Fine-Tune the Details

“Lighting gives the home a little bit of edge,” Sara says. “I just took a few more risks—doing things differently than one might have and it really set the tone for the rest of the house.” Sara considers the windmill-inspired ceiling fan a worthwhile splurge as the statement piece for the master bedroom, a tranquil retreat thanks to her use of minimal color and warm wood tones against a white backdrop.

Don’t Be Afraid to Break with Trends

“I wanted to do something other than a typical island,” says Sara, who took inspiration from the cottage’s light hardwood floors when she settled on the revamped kitchen’s slightly more contemporary island. Shreveport Salvage built and stained the top a honey-blond hue that complements the floors. Light walls, casement windows, and a flat ceiling strike just the right balance and keep the space bright.

A spot to grow plants in the winter and enjoy the backyard in the summer, the new greenhouse is composed of the cottage’s original windows and is home to a wicker settee Sara found on the roadside. The master bath is a testament to the union of beauty and practicality: waterproof laminate planks provide the look of wood; the ladder towel rack was another roadside find; and the vintage-look chandelier is an Amazon purchase.
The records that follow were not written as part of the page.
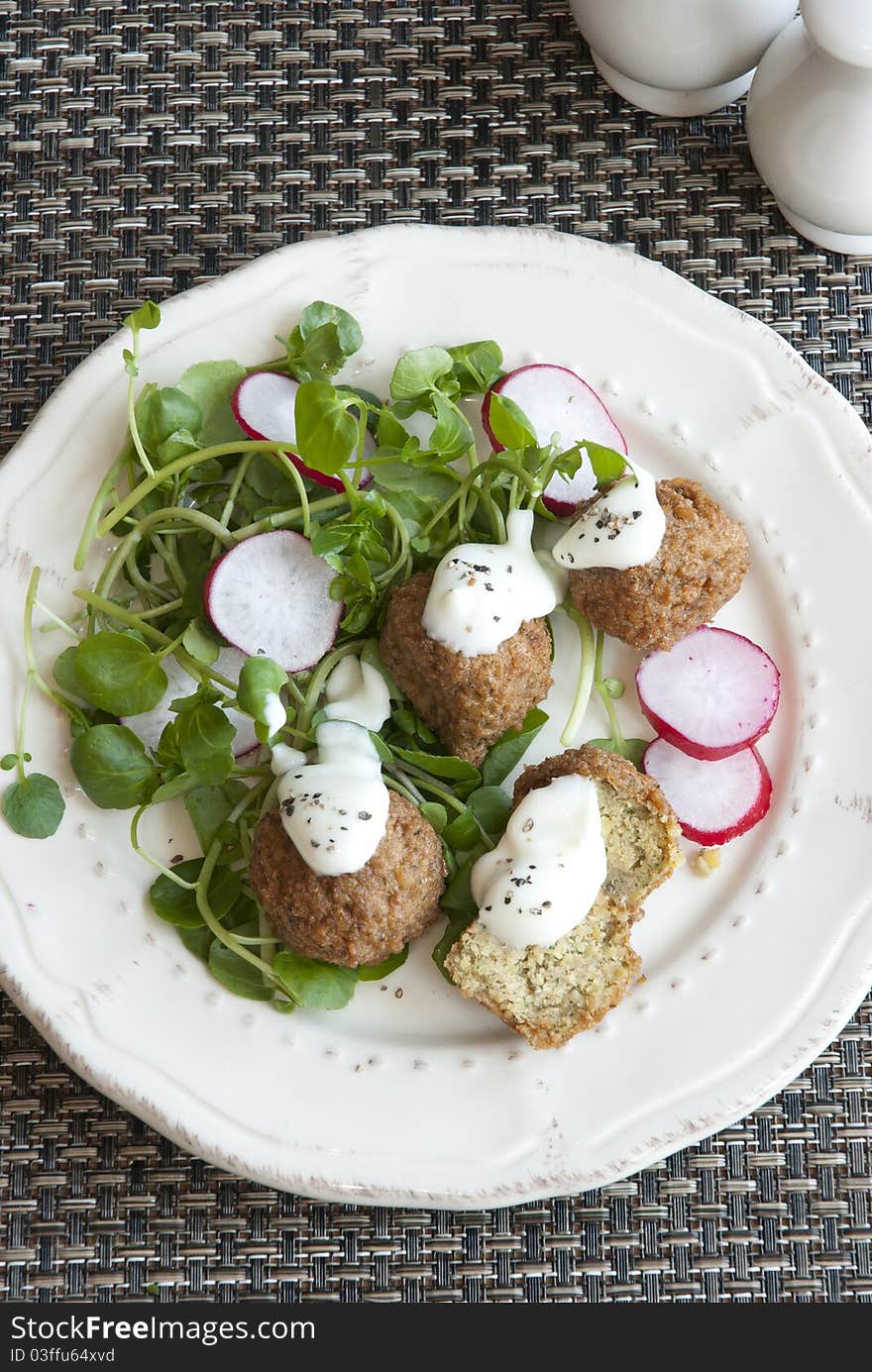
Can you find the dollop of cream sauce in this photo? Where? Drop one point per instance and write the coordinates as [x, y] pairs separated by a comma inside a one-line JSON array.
[[547, 870], [623, 528], [483, 593], [334, 808]]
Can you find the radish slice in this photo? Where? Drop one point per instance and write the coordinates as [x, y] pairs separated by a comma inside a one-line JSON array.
[[152, 724], [712, 801], [270, 595], [264, 408], [556, 401], [710, 694]]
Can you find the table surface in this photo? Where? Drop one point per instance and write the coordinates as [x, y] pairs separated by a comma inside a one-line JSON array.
[[147, 147]]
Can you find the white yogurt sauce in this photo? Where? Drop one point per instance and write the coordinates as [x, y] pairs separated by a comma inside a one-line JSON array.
[[274, 712], [335, 809], [483, 593], [623, 528], [545, 873]]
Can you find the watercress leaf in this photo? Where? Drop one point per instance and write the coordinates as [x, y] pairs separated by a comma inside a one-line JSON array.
[[177, 445], [607, 464], [199, 644], [477, 366], [166, 410], [271, 481], [463, 832], [630, 748], [260, 684], [508, 749], [111, 767], [434, 813], [209, 808], [171, 790], [452, 435], [430, 487], [237, 973], [327, 434], [383, 969], [177, 905], [205, 738], [390, 431], [508, 424], [196, 940], [64, 673], [437, 766], [147, 316], [320, 986], [210, 385], [491, 807], [381, 747], [417, 372], [348, 330], [120, 674], [448, 940], [33, 807]]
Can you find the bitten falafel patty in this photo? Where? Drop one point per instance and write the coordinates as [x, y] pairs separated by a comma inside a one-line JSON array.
[[698, 570], [467, 701], [360, 916]]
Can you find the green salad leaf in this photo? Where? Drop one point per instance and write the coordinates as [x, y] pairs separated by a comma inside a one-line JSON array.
[[111, 767], [120, 674], [33, 807], [319, 986]]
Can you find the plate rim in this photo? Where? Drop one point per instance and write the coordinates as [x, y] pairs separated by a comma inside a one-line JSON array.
[[851, 990]]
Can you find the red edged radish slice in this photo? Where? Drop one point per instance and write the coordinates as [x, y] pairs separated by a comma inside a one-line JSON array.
[[712, 801], [710, 694], [556, 401], [152, 724], [264, 408], [270, 595]]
Embrace That Old-Home Soul

A deft mix of accessories and vintage furniture placed throughout lends the home an immediate sense of both history and personality. A pair of folding wood seats along one wall of the library was salvaged from a Michigan theater. Sara cleverly surrounded an oversize quote artwork with open books. “I used a lot of textural pieces to give the layered, lived-in feel—as well as to give the room some dimension.”

Lean Into the Lifestyle

The kitchen remodel entailed a new farmhouse sink with an old look, white cabinets topped with quartz countertops, and a trio of windows to usher in daylight and cooling breezes. In the upper-level bath, an antique vanity Sara found in a junk shop proved to be a perfect fit under the eaves and atop blue-and-white cement floor tiles that bring a punch of pretty pattern and color to the space. 

Add a Touch of Whimsy

Throughout the house, Sara’s passion for combining family pieces with thrift store finds creates an air of welcoming, collected charm. Sara’s mother found the bench, knowing it would fit perfectly beneath this window beside the kitchen, and a friend made the pillows. Faux herbs wrapped in brown paper tied with twine bring simplicity and everlasting color to the kitchen windowsill.

“I love shopping garage sales the most because of the bargains,” she says. “But I’m very intentional. It’s not a huge investment and gives so much character. I feel like these spaces should be memorable. I want to keep my life—and surroundings—simple.”